If it's "just a random book inside the story, not meant to indicate it's an actual CYOA-brand book, no confusion is possible" - then why did Netflix try to negotiate for use of the name? The lawsuit only started after they failed to pay what the owners of the mark wanted.

Then their argument became, "What we're doing is totally legal because this isn't a valid trademark for this purpose; it's generic." I'm side-eyeing that quite a bit.

Note that AO3 didn't go to Disney and Paramount and Warner Bros to try to negotiate for the right to host Star Wars and Star Trek and Harry Potter fanfic. They said, "These works infringe on neither copyright nor trademark; we don't need any permissions."

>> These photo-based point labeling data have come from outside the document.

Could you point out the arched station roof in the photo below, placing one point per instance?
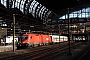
(37, 12)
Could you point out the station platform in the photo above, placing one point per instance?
(77, 54)
(6, 48)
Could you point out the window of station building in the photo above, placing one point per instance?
(4, 2)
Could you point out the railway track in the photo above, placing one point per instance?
(42, 54)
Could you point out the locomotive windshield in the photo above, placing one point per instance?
(24, 37)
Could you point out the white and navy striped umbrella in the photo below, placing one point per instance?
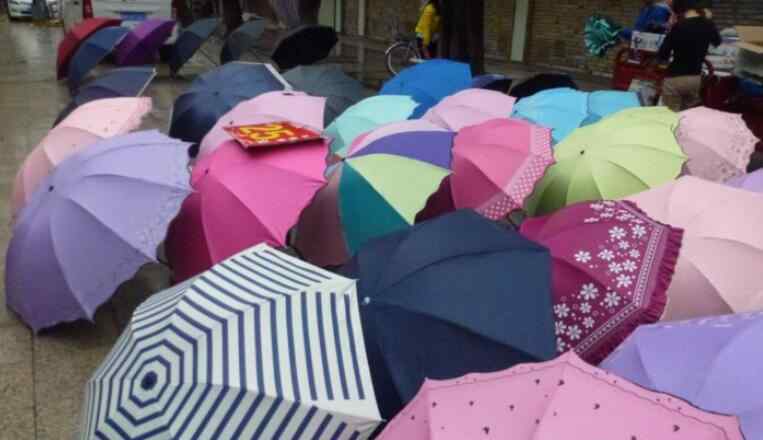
(261, 346)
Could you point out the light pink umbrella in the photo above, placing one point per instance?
(86, 125)
(296, 107)
(564, 399)
(718, 270)
(718, 144)
(470, 107)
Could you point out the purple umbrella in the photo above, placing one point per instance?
(92, 224)
(714, 363)
(141, 45)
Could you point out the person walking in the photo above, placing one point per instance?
(687, 44)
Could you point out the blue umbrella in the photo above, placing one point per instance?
(216, 92)
(92, 51)
(115, 83)
(427, 83)
(451, 296)
(189, 41)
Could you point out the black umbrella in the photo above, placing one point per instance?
(327, 80)
(241, 40)
(304, 46)
(541, 82)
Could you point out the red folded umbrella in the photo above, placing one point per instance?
(77, 35)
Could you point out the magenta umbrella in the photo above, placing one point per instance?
(612, 268)
(141, 45)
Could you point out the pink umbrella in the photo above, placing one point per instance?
(718, 144)
(718, 271)
(470, 107)
(86, 125)
(563, 399)
(243, 198)
(296, 107)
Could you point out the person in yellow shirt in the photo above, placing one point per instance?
(428, 28)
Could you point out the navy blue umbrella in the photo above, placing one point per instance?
(115, 83)
(189, 41)
(92, 51)
(242, 39)
(215, 93)
(450, 296)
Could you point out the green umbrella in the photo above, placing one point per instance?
(624, 154)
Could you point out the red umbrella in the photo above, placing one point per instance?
(75, 36)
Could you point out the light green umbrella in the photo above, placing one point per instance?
(365, 116)
(623, 154)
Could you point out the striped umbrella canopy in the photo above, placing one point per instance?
(261, 346)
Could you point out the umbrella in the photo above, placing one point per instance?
(541, 82)
(121, 82)
(242, 39)
(269, 107)
(261, 346)
(377, 190)
(712, 362)
(612, 268)
(215, 93)
(624, 154)
(189, 41)
(429, 82)
(719, 144)
(92, 51)
(718, 269)
(470, 107)
(243, 198)
(328, 80)
(365, 116)
(100, 217)
(561, 399)
(492, 81)
(304, 45)
(448, 297)
(75, 37)
(85, 126)
(141, 45)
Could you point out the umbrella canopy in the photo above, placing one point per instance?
(243, 198)
(561, 399)
(75, 37)
(612, 268)
(470, 107)
(215, 93)
(448, 297)
(92, 51)
(141, 45)
(377, 190)
(100, 217)
(719, 144)
(85, 126)
(121, 82)
(261, 346)
(242, 39)
(429, 82)
(541, 82)
(624, 154)
(189, 41)
(296, 107)
(718, 269)
(304, 45)
(365, 116)
(328, 80)
(712, 362)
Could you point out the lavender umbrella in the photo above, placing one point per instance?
(94, 222)
(714, 363)
(141, 45)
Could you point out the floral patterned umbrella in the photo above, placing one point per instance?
(612, 268)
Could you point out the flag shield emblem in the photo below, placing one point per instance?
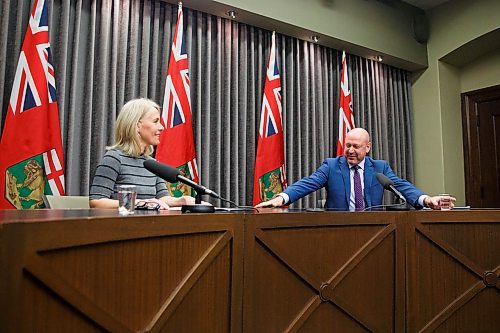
(270, 184)
(26, 182)
(179, 189)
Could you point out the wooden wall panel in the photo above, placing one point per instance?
(125, 274)
(324, 272)
(454, 268)
(94, 271)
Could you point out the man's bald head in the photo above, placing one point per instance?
(357, 145)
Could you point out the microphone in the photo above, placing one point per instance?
(173, 175)
(389, 185)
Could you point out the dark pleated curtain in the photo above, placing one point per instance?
(109, 51)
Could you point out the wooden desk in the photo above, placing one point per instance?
(92, 270)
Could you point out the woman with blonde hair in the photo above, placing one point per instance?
(137, 130)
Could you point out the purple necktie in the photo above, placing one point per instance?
(358, 190)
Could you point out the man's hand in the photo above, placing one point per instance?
(433, 202)
(275, 202)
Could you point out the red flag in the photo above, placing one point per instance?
(346, 115)
(176, 146)
(31, 159)
(269, 177)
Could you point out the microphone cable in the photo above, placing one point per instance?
(243, 208)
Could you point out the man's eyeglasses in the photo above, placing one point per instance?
(145, 205)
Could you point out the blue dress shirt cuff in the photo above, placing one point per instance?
(285, 197)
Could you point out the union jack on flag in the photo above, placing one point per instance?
(346, 115)
(269, 175)
(176, 146)
(270, 117)
(31, 163)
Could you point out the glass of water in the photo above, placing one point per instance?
(126, 199)
(445, 201)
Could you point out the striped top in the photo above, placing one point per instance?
(118, 168)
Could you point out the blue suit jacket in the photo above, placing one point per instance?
(333, 174)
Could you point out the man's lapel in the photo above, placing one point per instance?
(368, 177)
(346, 177)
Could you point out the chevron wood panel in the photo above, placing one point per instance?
(454, 269)
(324, 272)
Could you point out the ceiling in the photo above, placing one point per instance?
(425, 4)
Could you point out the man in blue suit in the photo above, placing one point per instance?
(351, 182)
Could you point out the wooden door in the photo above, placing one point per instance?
(481, 131)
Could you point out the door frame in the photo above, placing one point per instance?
(470, 130)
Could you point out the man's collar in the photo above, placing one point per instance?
(361, 164)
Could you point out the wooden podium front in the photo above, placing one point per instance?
(94, 271)
(276, 271)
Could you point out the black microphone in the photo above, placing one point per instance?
(389, 185)
(173, 175)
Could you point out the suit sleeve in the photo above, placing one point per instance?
(308, 184)
(409, 191)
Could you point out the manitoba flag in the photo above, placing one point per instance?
(176, 146)
(31, 159)
(269, 177)
(346, 115)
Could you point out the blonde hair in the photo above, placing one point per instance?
(126, 138)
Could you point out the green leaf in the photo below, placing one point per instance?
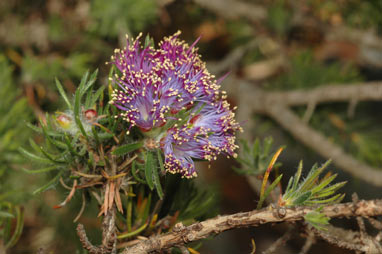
(149, 167)
(33, 156)
(63, 94)
(134, 172)
(317, 219)
(128, 148)
(48, 185)
(18, 229)
(42, 170)
(157, 183)
(302, 198)
(160, 160)
(77, 112)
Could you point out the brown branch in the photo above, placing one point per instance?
(275, 104)
(370, 91)
(200, 230)
(319, 143)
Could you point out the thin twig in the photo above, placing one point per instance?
(181, 235)
(276, 105)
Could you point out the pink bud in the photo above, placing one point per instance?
(64, 121)
(90, 115)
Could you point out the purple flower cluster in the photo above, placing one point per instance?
(171, 97)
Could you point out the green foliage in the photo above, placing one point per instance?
(279, 17)
(13, 133)
(110, 20)
(317, 219)
(312, 191)
(35, 68)
(305, 72)
(87, 145)
(255, 158)
(9, 215)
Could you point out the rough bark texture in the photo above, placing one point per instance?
(181, 234)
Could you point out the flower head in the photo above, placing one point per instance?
(170, 96)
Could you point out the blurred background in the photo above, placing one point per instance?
(264, 45)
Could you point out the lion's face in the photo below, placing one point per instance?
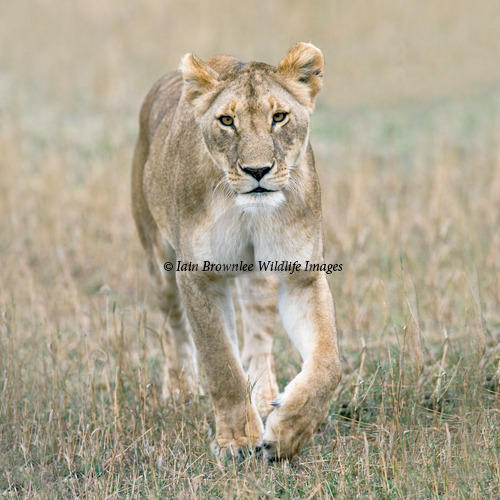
(255, 120)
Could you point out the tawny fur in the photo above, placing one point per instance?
(193, 202)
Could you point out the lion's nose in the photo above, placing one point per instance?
(256, 172)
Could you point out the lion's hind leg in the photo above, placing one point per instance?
(259, 311)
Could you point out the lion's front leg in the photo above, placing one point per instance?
(208, 305)
(308, 315)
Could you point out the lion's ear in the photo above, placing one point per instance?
(200, 82)
(302, 70)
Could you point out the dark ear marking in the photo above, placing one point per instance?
(302, 72)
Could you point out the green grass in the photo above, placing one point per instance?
(411, 198)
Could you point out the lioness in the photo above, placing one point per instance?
(223, 172)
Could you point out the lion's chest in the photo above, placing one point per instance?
(230, 236)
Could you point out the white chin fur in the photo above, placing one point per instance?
(256, 201)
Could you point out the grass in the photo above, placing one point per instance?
(410, 169)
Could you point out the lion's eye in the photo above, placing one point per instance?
(227, 121)
(279, 117)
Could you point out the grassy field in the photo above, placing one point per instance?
(407, 139)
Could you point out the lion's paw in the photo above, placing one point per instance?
(289, 428)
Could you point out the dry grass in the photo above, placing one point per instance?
(407, 135)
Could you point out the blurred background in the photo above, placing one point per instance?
(406, 135)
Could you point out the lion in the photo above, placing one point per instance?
(223, 172)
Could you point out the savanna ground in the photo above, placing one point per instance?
(407, 139)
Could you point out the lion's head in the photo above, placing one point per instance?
(255, 119)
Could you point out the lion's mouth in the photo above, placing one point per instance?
(260, 189)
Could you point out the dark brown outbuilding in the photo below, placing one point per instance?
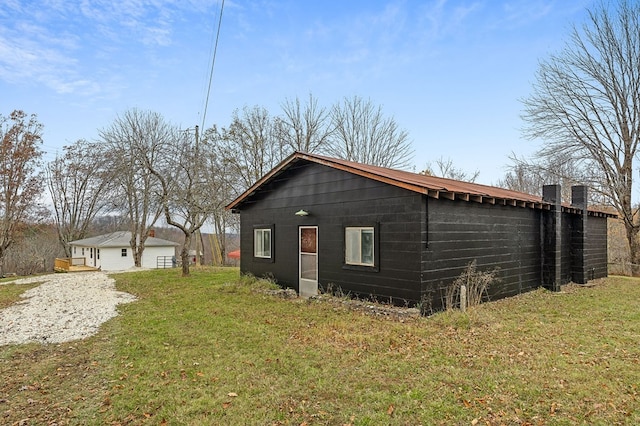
(318, 222)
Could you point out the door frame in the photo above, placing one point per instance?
(307, 287)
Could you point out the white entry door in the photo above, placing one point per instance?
(308, 261)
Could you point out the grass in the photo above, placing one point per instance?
(11, 293)
(209, 349)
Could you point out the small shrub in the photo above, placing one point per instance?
(476, 283)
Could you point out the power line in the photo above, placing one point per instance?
(213, 62)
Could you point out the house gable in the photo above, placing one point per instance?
(427, 230)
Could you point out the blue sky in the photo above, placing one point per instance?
(450, 72)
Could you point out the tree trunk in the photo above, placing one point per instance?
(634, 248)
(184, 254)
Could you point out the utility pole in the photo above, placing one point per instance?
(197, 176)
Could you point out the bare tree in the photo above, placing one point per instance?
(21, 183)
(362, 133)
(77, 181)
(186, 192)
(133, 142)
(529, 176)
(446, 169)
(586, 104)
(305, 127)
(248, 147)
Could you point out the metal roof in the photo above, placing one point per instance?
(120, 239)
(432, 186)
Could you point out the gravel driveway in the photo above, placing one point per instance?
(65, 307)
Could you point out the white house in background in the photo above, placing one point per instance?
(112, 252)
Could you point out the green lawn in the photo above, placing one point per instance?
(210, 349)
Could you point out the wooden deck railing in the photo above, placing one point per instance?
(68, 263)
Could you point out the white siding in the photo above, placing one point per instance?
(150, 255)
(111, 259)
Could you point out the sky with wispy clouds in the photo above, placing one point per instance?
(450, 72)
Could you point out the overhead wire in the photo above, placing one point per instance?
(213, 62)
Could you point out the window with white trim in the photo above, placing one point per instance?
(359, 245)
(262, 243)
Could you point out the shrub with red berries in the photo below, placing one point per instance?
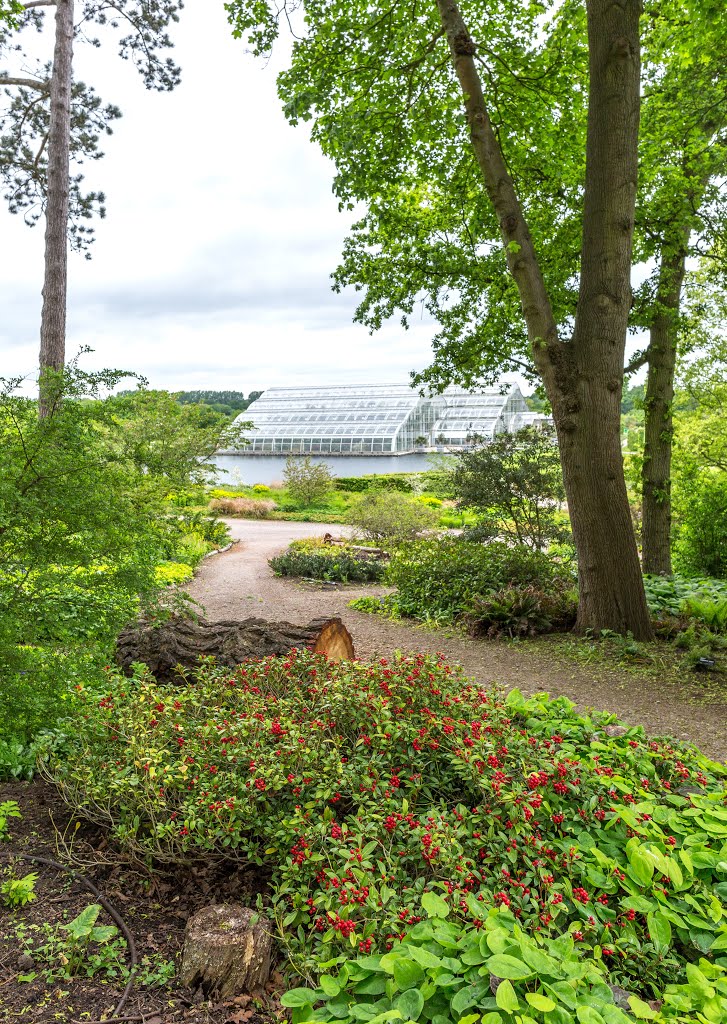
(367, 786)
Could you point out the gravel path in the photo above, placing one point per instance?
(240, 583)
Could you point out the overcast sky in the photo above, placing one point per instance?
(212, 268)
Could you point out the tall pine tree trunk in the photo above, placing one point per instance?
(584, 376)
(658, 428)
(52, 330)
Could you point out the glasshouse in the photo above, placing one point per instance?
(375, 419)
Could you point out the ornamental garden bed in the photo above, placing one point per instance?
(427, 836)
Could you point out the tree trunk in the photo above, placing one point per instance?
(52, 330)
(179, 643)
(611, 592)
(583, 377)
(226, 951)
(658, 428)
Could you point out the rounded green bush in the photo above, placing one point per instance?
(439, 579)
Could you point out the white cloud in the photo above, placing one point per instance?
(212, 268)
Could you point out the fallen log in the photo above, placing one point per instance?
(179, 643)
(226, 951)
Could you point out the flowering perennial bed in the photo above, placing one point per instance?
(385, 794)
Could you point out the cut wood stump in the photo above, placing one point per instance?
(181, 642)
(226, 950)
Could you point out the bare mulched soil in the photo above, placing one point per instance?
(155, 905)
(240, 583)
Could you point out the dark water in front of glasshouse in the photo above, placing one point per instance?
(249, 469)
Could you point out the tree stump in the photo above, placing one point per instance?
(182, 642)
(226, 950)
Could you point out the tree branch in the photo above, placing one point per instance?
(639, 360)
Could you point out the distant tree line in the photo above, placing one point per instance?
(227, 402)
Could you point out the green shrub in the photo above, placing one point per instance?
(322, 561)
(390, 517)
(668, 595)
(700, 522)
(38, 692)
(246, 508)
(173, 573)
(373, 791)
(520, 611)
(8, 809)
(376, 605)
(712, 613)
(439, 579)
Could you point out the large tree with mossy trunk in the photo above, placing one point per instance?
(52, 122)
(401, 98)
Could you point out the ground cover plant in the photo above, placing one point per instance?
(391, 517)
(313, 559)
(97, 522)
(376, 793)
(515, 484)
(334, 502)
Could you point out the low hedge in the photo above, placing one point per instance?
(382, 795)
(323, 561)
(439, 579)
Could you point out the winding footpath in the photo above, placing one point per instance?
(239, 583)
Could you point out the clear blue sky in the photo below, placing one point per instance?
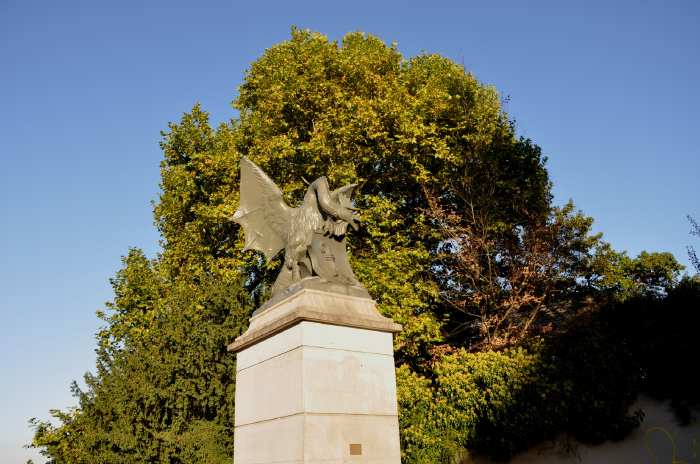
(609, 90)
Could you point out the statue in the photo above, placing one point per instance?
(312, 234)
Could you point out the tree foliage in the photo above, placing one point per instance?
(692, 255)
(460, 244)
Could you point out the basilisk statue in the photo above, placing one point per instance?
(312, 234)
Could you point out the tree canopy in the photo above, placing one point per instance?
(460, 243)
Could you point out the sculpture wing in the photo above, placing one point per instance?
(262, 212)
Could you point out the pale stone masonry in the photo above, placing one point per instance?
(316, 383)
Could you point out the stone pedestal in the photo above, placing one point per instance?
(316, 384)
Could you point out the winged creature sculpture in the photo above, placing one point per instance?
(312, 234)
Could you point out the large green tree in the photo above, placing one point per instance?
(460, 244)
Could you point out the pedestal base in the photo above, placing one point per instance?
(316, 393)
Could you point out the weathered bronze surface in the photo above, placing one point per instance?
(312, 234)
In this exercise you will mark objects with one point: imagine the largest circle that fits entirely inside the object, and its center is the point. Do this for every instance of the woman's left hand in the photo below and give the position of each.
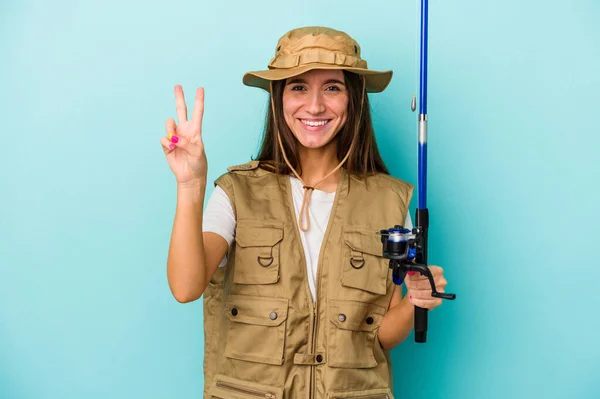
(419, 289)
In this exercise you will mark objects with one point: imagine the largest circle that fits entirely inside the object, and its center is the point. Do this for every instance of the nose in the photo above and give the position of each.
(317, 103)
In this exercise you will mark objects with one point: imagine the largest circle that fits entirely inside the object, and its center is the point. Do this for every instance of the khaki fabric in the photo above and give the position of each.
(264, 336)
(317, 47)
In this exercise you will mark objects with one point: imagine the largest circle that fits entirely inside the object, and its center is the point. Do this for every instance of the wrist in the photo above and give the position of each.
(192, 190)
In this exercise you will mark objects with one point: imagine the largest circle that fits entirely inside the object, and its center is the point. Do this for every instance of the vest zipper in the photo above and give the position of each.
(245, 390)
(313, 373)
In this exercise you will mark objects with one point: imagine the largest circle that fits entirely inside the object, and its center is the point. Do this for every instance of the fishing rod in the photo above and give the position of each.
(407, 248)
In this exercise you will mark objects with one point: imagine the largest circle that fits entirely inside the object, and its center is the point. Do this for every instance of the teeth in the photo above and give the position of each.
(314, 124)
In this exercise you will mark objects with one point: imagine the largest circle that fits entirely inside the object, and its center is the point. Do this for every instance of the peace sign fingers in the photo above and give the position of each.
(198, 112)
(180, 105)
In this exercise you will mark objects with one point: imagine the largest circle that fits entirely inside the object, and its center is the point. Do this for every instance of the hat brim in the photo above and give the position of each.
(376, 81)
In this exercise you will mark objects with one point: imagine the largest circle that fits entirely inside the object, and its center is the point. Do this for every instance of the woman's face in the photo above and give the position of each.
(315, 106)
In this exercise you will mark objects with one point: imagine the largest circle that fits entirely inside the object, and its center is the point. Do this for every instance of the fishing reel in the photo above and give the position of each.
(402, 247)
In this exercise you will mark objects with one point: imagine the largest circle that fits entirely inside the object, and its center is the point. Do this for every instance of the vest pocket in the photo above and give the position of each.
(364, 266)
(352, 333)
(225, 387)
(257, 251)
(256, 328)
(382, 393)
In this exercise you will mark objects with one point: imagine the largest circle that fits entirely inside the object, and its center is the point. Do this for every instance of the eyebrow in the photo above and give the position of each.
(295, 81)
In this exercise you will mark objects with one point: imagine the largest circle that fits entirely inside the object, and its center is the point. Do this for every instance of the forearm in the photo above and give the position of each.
(397, 324)
(186, 269)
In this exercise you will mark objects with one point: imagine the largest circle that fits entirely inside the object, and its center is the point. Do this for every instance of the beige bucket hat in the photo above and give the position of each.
(317, 47)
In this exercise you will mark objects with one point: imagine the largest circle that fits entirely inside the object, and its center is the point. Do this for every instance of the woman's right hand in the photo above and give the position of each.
(183, 145)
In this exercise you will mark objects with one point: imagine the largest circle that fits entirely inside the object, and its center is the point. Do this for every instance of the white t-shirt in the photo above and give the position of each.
(220, 219)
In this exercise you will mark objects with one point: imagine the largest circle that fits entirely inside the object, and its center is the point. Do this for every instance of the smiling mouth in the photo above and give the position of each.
(313, 123)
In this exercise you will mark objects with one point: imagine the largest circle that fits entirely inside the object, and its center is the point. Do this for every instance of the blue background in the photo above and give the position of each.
(88, 199)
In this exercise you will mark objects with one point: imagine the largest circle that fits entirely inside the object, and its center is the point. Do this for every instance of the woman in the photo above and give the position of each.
(298, 301)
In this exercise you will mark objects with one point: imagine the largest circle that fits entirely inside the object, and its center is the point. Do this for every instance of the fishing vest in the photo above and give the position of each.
(264, 335)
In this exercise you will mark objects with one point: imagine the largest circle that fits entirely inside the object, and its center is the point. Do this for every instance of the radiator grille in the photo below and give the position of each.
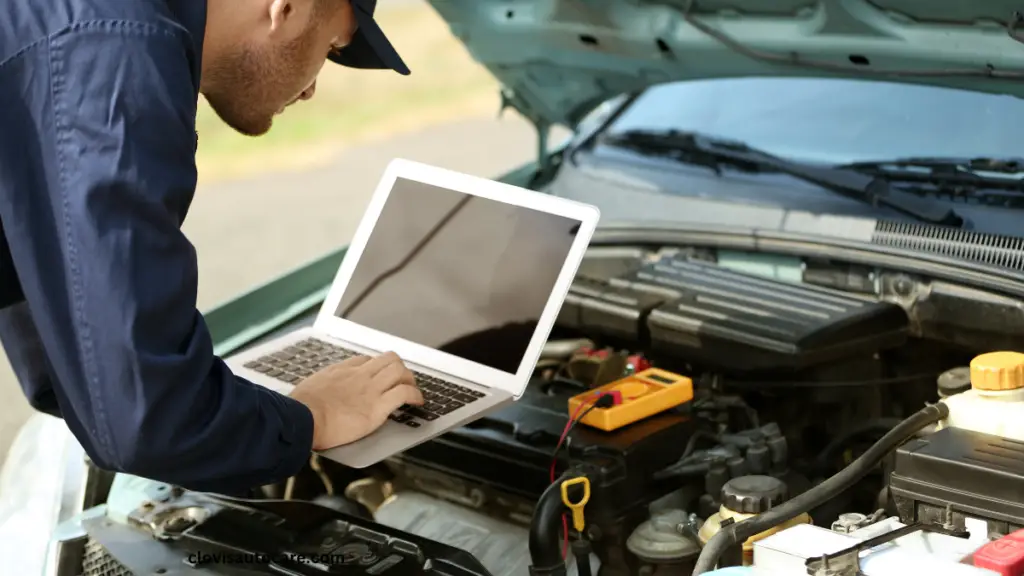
(1004, 251)
(98, 562)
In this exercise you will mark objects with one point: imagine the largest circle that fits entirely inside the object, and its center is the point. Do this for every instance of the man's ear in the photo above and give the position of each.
(281, 12)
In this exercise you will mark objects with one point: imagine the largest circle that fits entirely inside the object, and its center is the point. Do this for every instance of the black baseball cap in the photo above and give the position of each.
(370, 49)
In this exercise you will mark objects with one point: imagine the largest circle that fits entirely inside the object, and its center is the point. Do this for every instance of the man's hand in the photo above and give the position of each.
(352, 399)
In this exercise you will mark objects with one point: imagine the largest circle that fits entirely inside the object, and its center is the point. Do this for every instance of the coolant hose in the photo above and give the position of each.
(545, 545)
(818, 495)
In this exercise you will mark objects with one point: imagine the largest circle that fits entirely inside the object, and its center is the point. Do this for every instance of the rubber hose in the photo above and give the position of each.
(881, 426)
(581, 551)
(816, 496)
(545, 544)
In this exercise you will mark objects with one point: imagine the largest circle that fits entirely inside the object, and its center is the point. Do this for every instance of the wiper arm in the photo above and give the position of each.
(850, 182)
(999, 173)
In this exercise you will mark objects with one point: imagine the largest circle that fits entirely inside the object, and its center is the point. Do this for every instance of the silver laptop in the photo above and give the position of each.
(462, 277)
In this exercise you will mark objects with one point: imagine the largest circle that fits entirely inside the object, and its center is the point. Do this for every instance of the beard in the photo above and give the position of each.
(251, 86)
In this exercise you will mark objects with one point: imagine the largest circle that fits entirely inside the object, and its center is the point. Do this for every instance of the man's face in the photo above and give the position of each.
(276, 66)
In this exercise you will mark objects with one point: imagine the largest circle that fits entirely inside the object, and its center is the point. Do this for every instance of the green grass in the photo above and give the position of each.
(353, 106)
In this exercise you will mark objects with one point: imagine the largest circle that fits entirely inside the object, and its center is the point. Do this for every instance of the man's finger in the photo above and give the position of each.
(354, 361)
(392, 375)
(397, 397)
(379, 363)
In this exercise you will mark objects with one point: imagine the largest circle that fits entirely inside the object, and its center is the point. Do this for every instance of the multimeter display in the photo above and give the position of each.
(659, 378)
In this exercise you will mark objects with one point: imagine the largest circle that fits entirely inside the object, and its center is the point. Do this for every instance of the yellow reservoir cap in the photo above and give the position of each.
(997, 371)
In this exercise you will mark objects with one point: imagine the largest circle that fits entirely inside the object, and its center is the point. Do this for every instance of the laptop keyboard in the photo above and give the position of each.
(301, 360)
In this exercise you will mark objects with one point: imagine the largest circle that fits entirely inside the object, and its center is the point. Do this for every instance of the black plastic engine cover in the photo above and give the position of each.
(978, 475)
(511, 451)
(741, 323)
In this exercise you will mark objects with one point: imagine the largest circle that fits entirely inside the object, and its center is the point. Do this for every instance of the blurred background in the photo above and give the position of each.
(267, 205)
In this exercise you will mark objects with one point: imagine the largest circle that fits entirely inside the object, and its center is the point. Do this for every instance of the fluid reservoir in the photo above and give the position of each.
(994, 404)
(744, 497)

If Chooseco had wanted just $2500 for the use of their brand name, Netflix would've paid, signed a contract, and we'd never have heard about this.

On the general subject of copyright & trademark law: They're intended to be business laws to prevent exactly this kind of thing. Copyright law is supposed to stop Random House from grabbing Macmillan's bestseller and raking in its profits, without the hassle of having to actually find a book people want to read. Trademark law is supposed to protect consumers from shoddy merchandise, or merchandise that doesn't do what they expected. Going after bloggers and indie game designers with an intended market of "maybe I'll sell 300 copies" is a waste of court time, but Netflix shouldn't be able to profit from a 40+ year old book series because the name got so big that everyone recognizes it.

Maybe the use is incidental enough that it's not infringing. Maybe the name is now genericized. Those are both details for the court to sort out. But the core of trademark law is: you don't get to say "My movie features a CYOA book" when it features "a book that kinda works like a CYOA book."